Witam, Przyznam, że mocno rozczarował mnie artykuł poświęcony usłudze Steam na PS3. Za dużo miejsca poświęcono mało istotnym z mojego punktu widzenia sprawom typu możliwość grania z użytkownikami innych sprzętów. Ile osób w Polsce posiada komputer MAC i jednocześnie gra? Poza tym w przypadku kolejnych tytułów Valve może powrócić temat "dominacji" graczy Pecetowych nad konsolowymi (nie jestem fanboyem żadnej z platform, proszę doczytać do końca ). W Portalu 2, wiadomo, jedynie się współpracuje. Co będzie jednak z tytułami opartymi o współzawodnictwo, gdzie zestaw 'klawiatura+myszka=precyzja i szybkość' jest nie do pokonania? Tak swoją drogą nie obawiam się braku chętnych do zabawy jedynie w obrębie platformy PS3.
Stosunkowo mało powiedziano natomiast o najpoważniszej wadzie tej usługi, czyli likwidacji sprzedaży używanych kopii... a domyślam się, że jest to główny powód dla wprowadzenia jej przez Valve na platformie Sony. Nie dowiedziałem się też (jednoznacznie) z artykułu czy możliwa jest gra w Portal 2 na PS3 jedynie w oparciu o infrastrukturę PlayStation Network i z całkowitym pominięciem instalowania aplikacji Steam. Do zakupu gry aktualnie się przymierzam, ale jeśli okaże się, że Steam jest wymagany do zabawy (nawet single player), to rozważę opisany w artykule myk z utworzeniem konta tylko dla tej gry. Lub kupię wersję Xboksową.
Zresztą sam artykuł powstał jakby ciutkę zbyt wcześnie, bo wiele spraw jest jeszcze w sferze niewiadomych.

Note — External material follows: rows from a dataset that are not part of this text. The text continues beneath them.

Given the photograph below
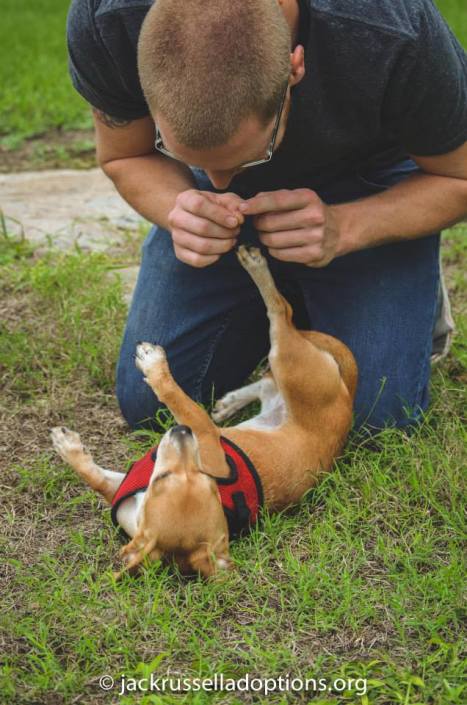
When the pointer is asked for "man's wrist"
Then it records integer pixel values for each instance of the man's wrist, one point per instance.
(349, 226)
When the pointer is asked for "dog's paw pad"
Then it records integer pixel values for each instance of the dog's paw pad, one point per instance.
(225, 407)
(66, 441)
(149, 355)
(250, 257)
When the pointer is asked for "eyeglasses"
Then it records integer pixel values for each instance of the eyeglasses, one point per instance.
(159, 144)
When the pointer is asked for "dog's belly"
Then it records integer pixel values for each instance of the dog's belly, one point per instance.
(272, 414)
(128, 513)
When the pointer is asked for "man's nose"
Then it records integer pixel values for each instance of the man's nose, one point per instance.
(221, 179)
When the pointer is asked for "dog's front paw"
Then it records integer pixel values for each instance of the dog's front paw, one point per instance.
(250, 257)
(149, 357)
(226, 407)
(67, 443)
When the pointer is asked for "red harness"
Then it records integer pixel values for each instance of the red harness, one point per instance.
(241, 493)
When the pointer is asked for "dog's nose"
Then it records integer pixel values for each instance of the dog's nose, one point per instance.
(182, 430)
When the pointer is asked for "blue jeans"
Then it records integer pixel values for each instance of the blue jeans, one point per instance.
(382, 302)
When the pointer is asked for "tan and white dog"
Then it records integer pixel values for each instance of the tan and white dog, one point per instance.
(306, 413)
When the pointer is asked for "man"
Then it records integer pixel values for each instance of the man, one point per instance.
(331, 132)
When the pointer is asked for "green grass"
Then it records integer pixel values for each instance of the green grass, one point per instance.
(362, 580)
(36, 91)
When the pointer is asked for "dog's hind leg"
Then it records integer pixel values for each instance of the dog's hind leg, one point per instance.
(304, 373)
(70, 448)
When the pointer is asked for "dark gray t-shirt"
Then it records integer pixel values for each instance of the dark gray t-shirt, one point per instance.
(384, 78)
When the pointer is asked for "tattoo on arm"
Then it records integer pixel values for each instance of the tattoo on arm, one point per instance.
(109, 120)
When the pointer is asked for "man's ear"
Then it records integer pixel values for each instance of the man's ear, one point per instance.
(297, 65)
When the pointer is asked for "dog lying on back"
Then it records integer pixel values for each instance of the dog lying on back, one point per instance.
(204, 484)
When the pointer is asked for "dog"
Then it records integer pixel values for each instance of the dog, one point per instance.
(204, 484)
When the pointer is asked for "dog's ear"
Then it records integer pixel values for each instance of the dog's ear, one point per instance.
(207, 563)
(135, 552)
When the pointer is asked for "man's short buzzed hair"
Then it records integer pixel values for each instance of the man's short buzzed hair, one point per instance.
(206, 65)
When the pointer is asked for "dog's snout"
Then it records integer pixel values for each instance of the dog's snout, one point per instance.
(181, 430)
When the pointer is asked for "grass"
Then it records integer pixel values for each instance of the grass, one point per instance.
(37, 95)
(362, 580)
(36, 92)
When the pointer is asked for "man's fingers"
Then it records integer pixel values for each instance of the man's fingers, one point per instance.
(282, 200)
(197, 203)
(228, 200)
(193, 259)
(291, 238)
(203, 246)
(184, 220)
(310, 217)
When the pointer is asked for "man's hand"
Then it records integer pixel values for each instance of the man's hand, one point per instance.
(295, 226)
(204, 226)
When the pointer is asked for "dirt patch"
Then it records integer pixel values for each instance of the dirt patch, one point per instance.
(55, 149)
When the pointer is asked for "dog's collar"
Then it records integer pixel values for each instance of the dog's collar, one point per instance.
(241, 493)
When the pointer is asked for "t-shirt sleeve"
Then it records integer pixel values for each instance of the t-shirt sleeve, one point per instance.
(103, 64)
(427, 95)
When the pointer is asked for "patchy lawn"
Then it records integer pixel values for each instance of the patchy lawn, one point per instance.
(362, 580)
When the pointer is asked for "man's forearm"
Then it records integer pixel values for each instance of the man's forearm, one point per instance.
(150, 184)
(418, 206)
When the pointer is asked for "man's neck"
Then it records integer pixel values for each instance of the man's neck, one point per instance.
(291, 10)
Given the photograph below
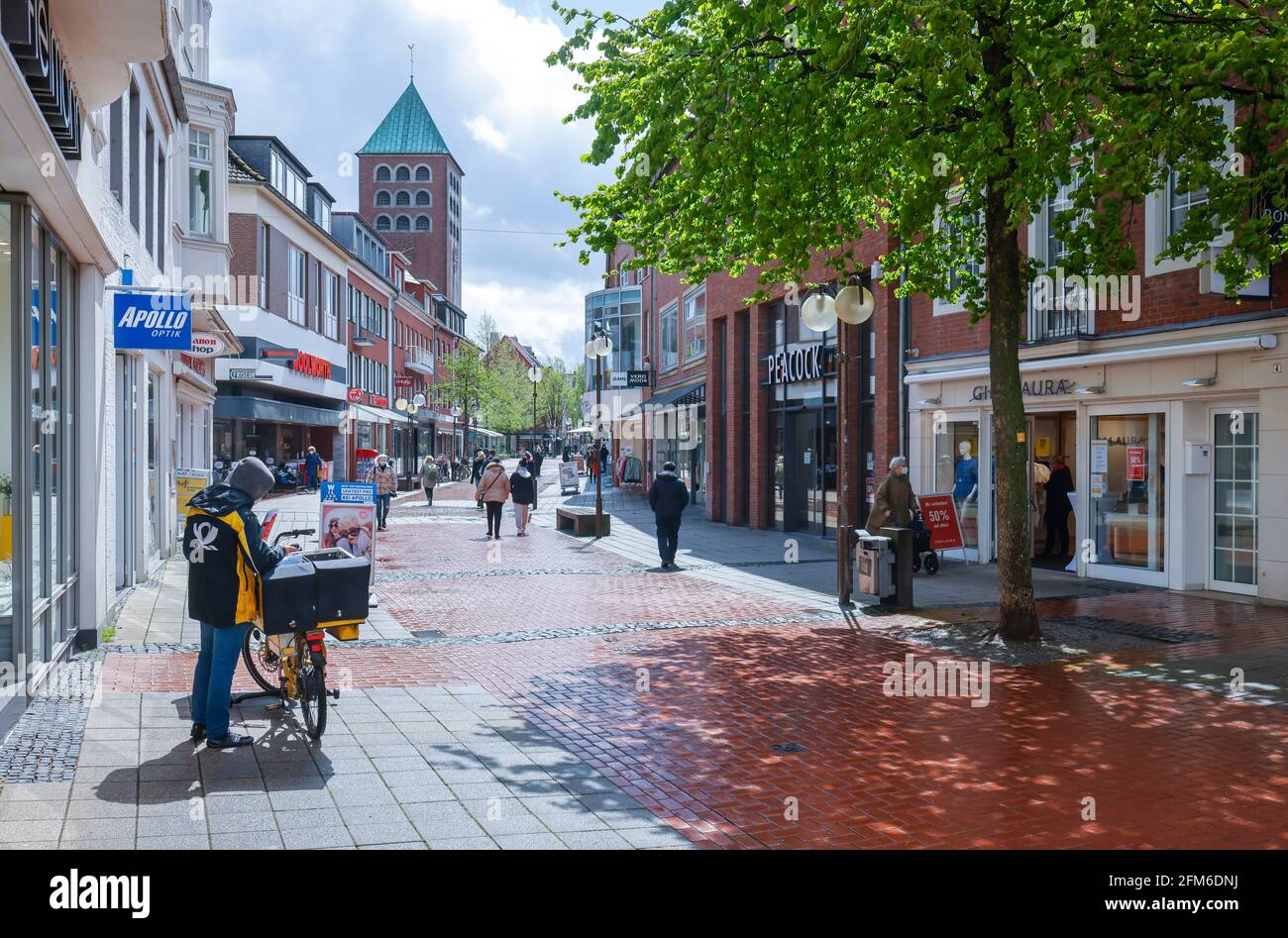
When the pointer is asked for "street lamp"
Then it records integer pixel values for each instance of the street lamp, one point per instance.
(853, 304)
(599, 347)
(411, 409)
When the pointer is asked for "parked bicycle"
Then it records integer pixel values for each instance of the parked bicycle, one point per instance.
(291, 665)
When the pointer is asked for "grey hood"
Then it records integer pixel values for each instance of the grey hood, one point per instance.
(253, 476)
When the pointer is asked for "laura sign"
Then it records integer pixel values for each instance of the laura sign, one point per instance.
(154, 321)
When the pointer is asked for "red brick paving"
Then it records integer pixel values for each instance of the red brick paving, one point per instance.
(1166, 766)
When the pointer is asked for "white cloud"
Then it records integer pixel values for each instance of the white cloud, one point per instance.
(550, 317)
(485, 133)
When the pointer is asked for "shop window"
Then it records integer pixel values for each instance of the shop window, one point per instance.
(696, 325)
(957, 471)
(1127, 489)
(200, 171)
(1234, 499)
(669, 344)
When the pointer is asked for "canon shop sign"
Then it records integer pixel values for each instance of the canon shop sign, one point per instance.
(34, 47)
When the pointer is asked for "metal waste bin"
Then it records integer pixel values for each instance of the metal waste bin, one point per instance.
(874, 561)
(884, 568)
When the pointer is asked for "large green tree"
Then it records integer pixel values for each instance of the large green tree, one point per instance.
(761, 134)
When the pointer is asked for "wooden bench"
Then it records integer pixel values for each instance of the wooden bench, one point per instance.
(580, 521)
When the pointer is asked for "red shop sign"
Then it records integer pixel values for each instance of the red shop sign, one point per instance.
(1134, 463)
(939, 513)
(310, 365)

Jeżeli dla przykładu okaże się, że Steamowy sklep na PS3 niewiele będzie się różnił od PeCetowego, to z punktu widzenia polskiego gracza pozostanie jedynie dołączenie do łowców okazji, bo kupno gier w normalnych cenach będzie się mijało z sensem (gdzie te niższe koszty wydania wersji cyfrowych, ja się pytam? ).